Special-Function Unit Interface

Here is a brief example that shows how a custom instruction for StrongARM can be created. They can be called from C through the use of the following macro's. In this case, we map the op2x2 instruction (which the StrongARM does not have, of course) to the smullnv instruction. This is a non-implemented instruction which is supported by the StrongARM compiler.

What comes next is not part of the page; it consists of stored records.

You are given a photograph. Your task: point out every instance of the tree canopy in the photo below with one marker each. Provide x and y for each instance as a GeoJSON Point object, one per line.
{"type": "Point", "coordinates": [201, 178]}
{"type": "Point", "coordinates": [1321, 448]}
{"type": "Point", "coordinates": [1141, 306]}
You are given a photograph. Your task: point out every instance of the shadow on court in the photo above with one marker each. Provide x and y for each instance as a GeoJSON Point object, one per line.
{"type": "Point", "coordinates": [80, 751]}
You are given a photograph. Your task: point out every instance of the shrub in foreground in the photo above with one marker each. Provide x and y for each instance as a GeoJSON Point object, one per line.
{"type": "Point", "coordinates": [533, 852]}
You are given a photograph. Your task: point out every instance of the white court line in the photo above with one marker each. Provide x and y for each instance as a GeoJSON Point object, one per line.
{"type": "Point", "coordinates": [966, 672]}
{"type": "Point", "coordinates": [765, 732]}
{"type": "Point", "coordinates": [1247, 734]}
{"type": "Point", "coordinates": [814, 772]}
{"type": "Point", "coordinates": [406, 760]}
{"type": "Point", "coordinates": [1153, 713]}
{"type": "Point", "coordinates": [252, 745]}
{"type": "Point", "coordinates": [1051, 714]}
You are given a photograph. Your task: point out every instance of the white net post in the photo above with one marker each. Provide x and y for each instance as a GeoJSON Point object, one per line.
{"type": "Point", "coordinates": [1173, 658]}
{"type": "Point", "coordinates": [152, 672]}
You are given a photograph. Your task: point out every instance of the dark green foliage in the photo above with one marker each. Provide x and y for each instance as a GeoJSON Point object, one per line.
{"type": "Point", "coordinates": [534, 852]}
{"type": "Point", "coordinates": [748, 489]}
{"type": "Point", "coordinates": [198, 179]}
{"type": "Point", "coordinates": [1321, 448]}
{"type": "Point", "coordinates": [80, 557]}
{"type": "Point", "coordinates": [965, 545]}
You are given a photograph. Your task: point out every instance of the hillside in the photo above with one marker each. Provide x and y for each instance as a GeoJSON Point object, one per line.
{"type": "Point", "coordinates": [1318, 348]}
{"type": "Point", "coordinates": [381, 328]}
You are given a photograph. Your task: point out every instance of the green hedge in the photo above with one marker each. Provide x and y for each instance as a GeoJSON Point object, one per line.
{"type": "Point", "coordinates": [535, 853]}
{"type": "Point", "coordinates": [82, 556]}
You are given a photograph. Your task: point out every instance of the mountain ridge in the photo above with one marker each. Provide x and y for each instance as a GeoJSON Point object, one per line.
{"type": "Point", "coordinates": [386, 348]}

#define OP2x2_1(D1,D2,S1,S2) \
       asm volatile ("smullnv %0, %1, %2, %3": \
               "=&r"(D1),"=&r"(D2): \
               "r"(S1),"r"(S2));

We will describe the use of OP2x2 with a small example. Consider the following C program. It contains two calls to OP2x2_1, which will map to a custom instruction of the op2x2 type. This program simply defines the input arguments for op2x2, calls it, and prints the result.

int main() { 
   int p;
   int a,b,c,d; 
   
   a = 10; 
   b = 20; 
   OP2x2_1(c, d, a, b);
   printf("%d %d %d %d\n", a, b, c, d); 
 
   a = 50;
   b = 20;
   OP2x2_1(c, d, a, b);
   printf("%d %d %d %d\n", a, b, c, d); 
   
   return 0; 
}
Here is a corresponding GEZEL program that implements the special-function unit.

ipblock myarm {
   iptype "armsystem";
   ipparm "exec = sfudriver";
}
ipblock armsfu1(out d1, d2 : ns(32);
                in  q1, q2 : ns(32)) {
  iptype "armsfu2x2";
  ipparm "core = myarm";
  ipparm "device = 0";
}
  
dp addsub {
use myarm;
sig d1, d2, q1, q2 : ns(32);
use armsfu1(d1, d2, q1, q2);
always {
  q1 = (d1 + d2);
  q2 = (d1 - d2);
  $display("SFU 2x2 runs at ", $cycle, ": " , q1, " ", q2);
  }
}
 
system S {
  addsub;
}

The armsfu1 ipblock in the program defines the interface between StrongARM and GEZEL. This interface provides two outputs (d1 and d2) and two inputs (q1 and q2) as expected for a op2x2 block. The addsub datapath connects to this interface, and performs operations on the values provided by the armsfu1 interface.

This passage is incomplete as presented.